Racism in ‘Heart of Darkness’ [short version]


Heart of Darkness is often regarded as an anti-colonial text in the sense that Conrad points out the hypocrisy of the ideals of the European ‘civilising’ mission and casts doubt as to the validity of the ideals in the first place (Hawkins, 2006). Marlow even says at one point about a group of Africans rowing a boat off ‘their’ shore that they were want of no ‘excuse’ to be there, as opposed to himself and the other Europeans. Nonetheless, anti-colonialism does not necessarily equate to an absence of racism.

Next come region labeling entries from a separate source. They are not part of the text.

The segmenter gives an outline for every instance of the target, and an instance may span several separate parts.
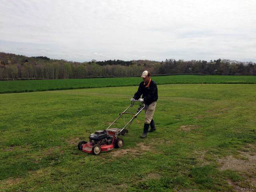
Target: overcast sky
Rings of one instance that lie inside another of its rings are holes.
[[[0,0],[0,52],[256,62],[255,0]]]

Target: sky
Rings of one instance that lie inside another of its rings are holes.
[[[0,0],[0,52],[256,62],[255,0]]]

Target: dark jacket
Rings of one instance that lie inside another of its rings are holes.
[[[142,95],[142,98],[144,99],[145,103],[149,105],[154,101],[156,101],[158,99],[157,93],[157,86],[156,82],[151,80],[151,82],[149,84],[149,87],[146,87],[146,85],[144,85],[144,82],[142,82],[139,86],[138,91],[133,98],[136,100],[140,98],[140,96]]]

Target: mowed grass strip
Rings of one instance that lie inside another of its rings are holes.
[[[158,84],[255,84],[255,76],[172,75],[154,76]],[[140,77],[0,81],[0,93],[138,85]]]
[[[255,86],[158,87],[156,131],[140,138],[142,114],[122,148],[98,156],[78,142],[107,127],[137,86],[1,94],[0,190],[232,191],[229,180],[247,187],[244,173],[221,170],[218,160],[256,144]]]

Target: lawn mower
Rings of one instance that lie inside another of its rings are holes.
[[[101,152],[111,151],[114,148],[122,147],[124,145],[124,140],[122,138],[119,137],[119,136],[120,135],[124,136],[128,132],[128,128],[133,120],[137,118],[138,115],[145,107],[144,103],[140,103],[137,113],[126,112],[130,108],[133,106],[135,102],[138,101],[138,100],[132,101],[131,104],[123,112],[119,114],[118,117],[106,129],[97,131],[94,133],[90,134],[89,136],[89,142],[80,142],[78,144],[78,149],[88,153],[98,155]],[[130,114],[134,116],[122,128],[112,127],[112,125],[124,114]]]

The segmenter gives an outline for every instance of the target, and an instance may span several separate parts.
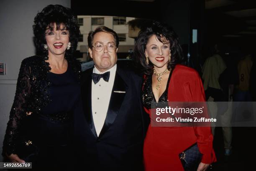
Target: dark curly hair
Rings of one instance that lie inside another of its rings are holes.
[[[45,31],[48,27],[51,30],[53,30],[54,23],[56,24],[57,30],[63,24],[66,30],[69,32],[69,39],[71,47],[69,50],[66,50],[65,57],[71,56],[76,50],[80,31],[77,24],[77,16],[70,8],[60,5],[49,5],[36,15],[34,23],[34,41],[38,54],[47,54],[48,51],[44,48],[44,44],[46,44]]]
[[[148,39],[153,35],[155,35],[161,42],[164,42],[165,38],[170,43],[172,58],[167,65],[170,70],[174,68],[177,64],[181,63],[183,60],[182,50],[179,42],[177,34],[172,28],[157,21],[154,21],[146,26],[144,27],[139,32],[134,47],[133,57],[138,66],[141,67],[144,74],[149,75],[152,74],[153,64],[149,61],[148,65],[146,62],[145,52],[146,45]]]

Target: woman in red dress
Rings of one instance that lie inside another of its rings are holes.
[[[144,72],[142,100],[151,117],[152,102],[205,101],[198,74],[178,64],[182,50],[171,28],[155,21],[142,29],[134,55]],[[197,171],[205,171],[216,161],[210,127],[153,127],[151,123],[144,145],[146,171],[184,171],[179,154],[197,143],[202,155]]]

In evaluating how far Heart of Darkness supports Chinua Achebe’s view that Joseph Conrad was a ‘bloody/thoroughgoing racist’, this argument will outline attitudes towards race at the turn of the nineteenth century, examine the Marlow-Conrad distinction and Conrad’s linguistic treatment of Africa and its inhabitants, drawing on the work of Achebe, Hawkins, Wallace and others.

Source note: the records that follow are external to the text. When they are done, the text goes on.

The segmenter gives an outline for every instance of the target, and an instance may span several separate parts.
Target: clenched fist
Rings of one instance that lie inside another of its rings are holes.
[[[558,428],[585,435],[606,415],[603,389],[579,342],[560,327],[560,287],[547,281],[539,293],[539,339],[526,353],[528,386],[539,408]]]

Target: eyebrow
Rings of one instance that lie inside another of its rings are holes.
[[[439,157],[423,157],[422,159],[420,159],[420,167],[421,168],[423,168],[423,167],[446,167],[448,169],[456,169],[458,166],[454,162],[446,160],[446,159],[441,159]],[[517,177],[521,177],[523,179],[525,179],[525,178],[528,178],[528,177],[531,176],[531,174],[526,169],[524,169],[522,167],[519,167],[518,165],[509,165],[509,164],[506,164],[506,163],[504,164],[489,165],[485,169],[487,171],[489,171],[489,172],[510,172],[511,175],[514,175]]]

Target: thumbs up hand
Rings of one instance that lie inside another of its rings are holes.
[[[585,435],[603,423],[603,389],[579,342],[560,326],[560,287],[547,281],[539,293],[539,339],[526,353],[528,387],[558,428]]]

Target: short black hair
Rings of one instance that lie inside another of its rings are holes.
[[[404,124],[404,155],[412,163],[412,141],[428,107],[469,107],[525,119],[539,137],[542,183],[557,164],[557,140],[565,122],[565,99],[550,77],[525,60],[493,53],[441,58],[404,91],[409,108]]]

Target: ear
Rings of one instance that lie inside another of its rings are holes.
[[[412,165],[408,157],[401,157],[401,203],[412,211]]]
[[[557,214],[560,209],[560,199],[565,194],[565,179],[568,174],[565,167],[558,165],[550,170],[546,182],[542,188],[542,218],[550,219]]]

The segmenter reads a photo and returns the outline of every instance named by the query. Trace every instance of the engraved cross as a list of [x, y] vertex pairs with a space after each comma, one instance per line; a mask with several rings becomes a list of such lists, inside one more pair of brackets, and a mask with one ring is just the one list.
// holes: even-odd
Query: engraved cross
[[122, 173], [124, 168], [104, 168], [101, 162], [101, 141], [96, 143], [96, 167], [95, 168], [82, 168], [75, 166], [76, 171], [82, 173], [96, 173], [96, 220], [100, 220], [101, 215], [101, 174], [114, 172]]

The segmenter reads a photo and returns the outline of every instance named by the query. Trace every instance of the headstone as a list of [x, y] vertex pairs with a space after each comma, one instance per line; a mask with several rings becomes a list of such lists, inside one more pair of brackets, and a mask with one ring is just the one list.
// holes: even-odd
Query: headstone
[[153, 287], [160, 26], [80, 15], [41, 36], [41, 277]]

In Conrad’s time racism was essentially the norm,  “the word did not exist”. (Firchow, 2000, in Hawkins 2006). Negroes were believed to have weak or non-existent moral sentiments, exhibiting ‘the natural man in his completely wild and untamed state’ (Hegel, 1830:209). Social Darwinists like Wallace (1870) felt that Anglo-Saxons should exterminate the ‘lower’ races as it was inevitable and would in fact be the decent thing to do.

Marlow does acknowledge kinship with the Africans, ‘humanity—like yours. Ugly… kinship … if you were man enough you would admit … there being a meaning in it which you … could comprehend.” The often misinterpreted point of this quote is that the ugliness in question is like that of the Europeans; a universal truth.

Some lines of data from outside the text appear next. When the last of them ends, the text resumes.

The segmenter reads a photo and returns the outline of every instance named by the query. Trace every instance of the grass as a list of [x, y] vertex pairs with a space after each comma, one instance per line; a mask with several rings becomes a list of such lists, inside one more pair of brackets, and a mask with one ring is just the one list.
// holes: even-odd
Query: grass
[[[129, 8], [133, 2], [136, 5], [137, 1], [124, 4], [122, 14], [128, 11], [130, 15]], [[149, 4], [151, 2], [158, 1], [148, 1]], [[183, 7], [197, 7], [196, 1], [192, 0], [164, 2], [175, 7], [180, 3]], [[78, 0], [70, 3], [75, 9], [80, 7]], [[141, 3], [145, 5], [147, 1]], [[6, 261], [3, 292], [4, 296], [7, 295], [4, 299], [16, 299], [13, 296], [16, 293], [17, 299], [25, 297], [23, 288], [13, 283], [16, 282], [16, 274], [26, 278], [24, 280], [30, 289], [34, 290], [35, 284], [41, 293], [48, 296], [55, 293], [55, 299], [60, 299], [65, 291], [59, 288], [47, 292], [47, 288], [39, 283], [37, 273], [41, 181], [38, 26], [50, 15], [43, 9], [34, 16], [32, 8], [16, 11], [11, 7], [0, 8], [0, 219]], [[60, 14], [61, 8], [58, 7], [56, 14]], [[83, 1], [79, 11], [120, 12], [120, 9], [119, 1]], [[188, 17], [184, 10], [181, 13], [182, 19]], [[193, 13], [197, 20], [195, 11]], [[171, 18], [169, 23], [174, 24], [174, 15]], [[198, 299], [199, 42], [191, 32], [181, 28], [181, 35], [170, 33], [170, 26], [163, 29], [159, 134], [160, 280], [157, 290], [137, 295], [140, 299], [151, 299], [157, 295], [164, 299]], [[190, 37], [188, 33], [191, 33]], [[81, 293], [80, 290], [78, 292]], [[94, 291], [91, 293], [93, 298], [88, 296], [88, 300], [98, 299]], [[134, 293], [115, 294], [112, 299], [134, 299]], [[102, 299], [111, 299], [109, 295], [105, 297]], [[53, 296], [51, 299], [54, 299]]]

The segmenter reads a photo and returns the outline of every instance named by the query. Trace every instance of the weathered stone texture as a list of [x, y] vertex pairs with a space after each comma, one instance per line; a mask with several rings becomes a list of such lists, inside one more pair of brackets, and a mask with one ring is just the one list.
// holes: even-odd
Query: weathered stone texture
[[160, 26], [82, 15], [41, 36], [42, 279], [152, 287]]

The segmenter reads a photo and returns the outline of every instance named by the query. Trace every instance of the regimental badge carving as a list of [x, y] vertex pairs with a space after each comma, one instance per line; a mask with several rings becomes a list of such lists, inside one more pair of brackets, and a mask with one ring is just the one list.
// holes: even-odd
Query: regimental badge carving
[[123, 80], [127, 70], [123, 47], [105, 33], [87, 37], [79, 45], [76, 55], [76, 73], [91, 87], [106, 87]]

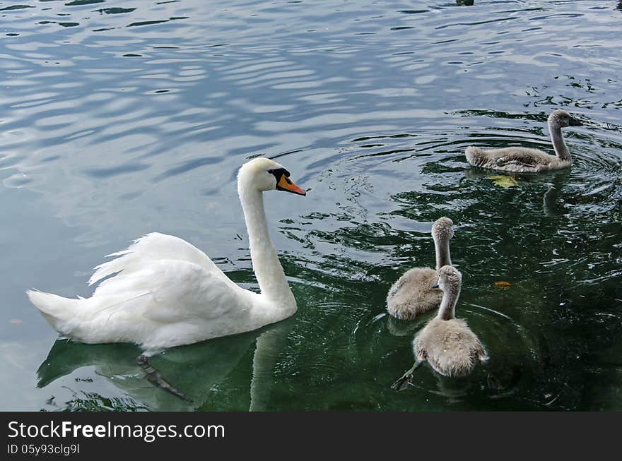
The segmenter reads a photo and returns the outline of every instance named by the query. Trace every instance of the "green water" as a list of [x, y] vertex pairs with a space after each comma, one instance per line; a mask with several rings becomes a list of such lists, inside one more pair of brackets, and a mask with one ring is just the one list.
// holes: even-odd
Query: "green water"
[[[467, 3], [0, 2], [0, 409], [622, 409], [622, 11]], [[570, 171], [504, 188], [466, 162], [552, 152], [560, 107], [585, 123]], [[25, 290], [89, 296], [149, 232], [256, 289], [235, 174], [257, 155], [308, 191], [266, 193], [293, 317], [154, 357], [192, 404], [134, 346], [57, 340]], [[491, 360], [397, 392], [433, 314], [396, 321], [385, 299], [433, 265], [441, 216]]]

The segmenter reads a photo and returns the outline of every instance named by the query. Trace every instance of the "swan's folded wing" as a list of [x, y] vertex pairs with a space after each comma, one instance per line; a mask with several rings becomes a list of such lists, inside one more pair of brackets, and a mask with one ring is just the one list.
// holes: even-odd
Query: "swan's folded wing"
[[152, 232], [134, 240], [125, 250], [107, 255], [117, 256], [95, 268], [88, 280], [92, 285], [112, 274], [129, 274], [141, 270], [154, 261], [179, 260], [197, 264], [216, 277], [228, 278], [209, 257], [194, 245], [172, 235]]
[[120, 309], [134, 311], [160, 323], [192, 323], [245, 315], [250, 309], [247, 292], [209, 270], [189, 261], [151, 261], [131, 273], [121, 273], [102, 282], [93, 294], [100, 299], [119, 299], [127, 294]]

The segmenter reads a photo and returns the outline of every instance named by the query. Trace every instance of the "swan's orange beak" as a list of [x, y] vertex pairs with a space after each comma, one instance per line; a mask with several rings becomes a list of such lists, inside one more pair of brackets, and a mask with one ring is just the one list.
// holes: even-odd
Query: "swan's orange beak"
[[276, 188], [278, 191], [286, 191], [287, 192], [297, 193], [299, 196], [307, 195], [307, 193], [305, 192], [305, 189], [296, 186], [294, 182], [285, 174], [281, 175], [281, 179], [276, 183]]

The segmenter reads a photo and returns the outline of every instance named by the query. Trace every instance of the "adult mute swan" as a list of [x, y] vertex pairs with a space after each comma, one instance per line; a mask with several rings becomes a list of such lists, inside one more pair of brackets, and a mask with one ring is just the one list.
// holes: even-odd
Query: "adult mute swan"
[[450, 240], [454, 237], [453, 224], [450, 218], [441, 217], [432, 224], [436, 270], [413, 268], [391, 287], [387, 295], [387, 311], [394, 317], [413, 320], [420, 313], [435, 309], [440, 304], [442, 292], [433, 288], [433, 285], [438, 280], [437, 271], [444, 265], [451, 265]]
[[149, 366], [162, 349], [234, 335], [287, 318], [296, 311], [272, 245], [263, 192], [306, 195], [278, 163], [256, 158], [237, 174], [237, 193], [248, 231], [253, 270], [261, 293], [237, 286], [201, 250], [178, 237], [152, 233], [134, 241], [115, 259], [95, 268], [101, 282], [90, 298], [68, 299], [28, 290], [30, 301], [61, 335], [86, 343], [134, 342], [136, 359], [157, 385], [180, 397]]
[[570, 166], [570, 152], [564, 143], [561, 128], [580, 126], [582, 124], [566, 111], [558, 109], [548, 116], [548, 132], [556, 155], [539, 149], [512, 147], [502, 149], [480, 149], [469, 146], [464, 151], [466, 161], [474, 167], [491, 168], [516, 173], [538, 173], [568, 168]]
[[464, 376], [477, 360], [488, 359], [486, 349], [461, 318], [456, 318], [456, 303], [460, 296], [462, 275], [452, 265], [438, 270], [437, 285], [442, 290], [438, 313], [419, 331], [413, 340], [415, 364], [391, 387], [404, 389], [414, 371], [427, 361], [435, 371], [445, 376]]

Hawkins goes on to suggest the pertinence of differentiating degrees and kinds of racism. Conrad  ‘certainly did not share the extreme racism of his time…annihilation of non-Europeans…’ (p.374) and overall the book offers views on many topics, including race, that are ‘…multiple, ambiguous, ambivalent, conflicting and perhaps even ultimately incoherent.’ (Hawkins 2006:336).

Nonetheless, Conrad still expressed race in the terms of the time —Darwin and Wallace’s Evolutionary Theory had become firmly entrenched by the time of his writing— and while sympathetic and empathetic in parts, he ultimately viewed the Negroes as ‘less’ than Caucasians and this makes him racist. Anti-colonial does not equal not racist; empathy does not equal equality. So in terms of the evidence within Heart of Darkness, Conrad would perhaps be better described as ignorantly racist as rather than actively racist.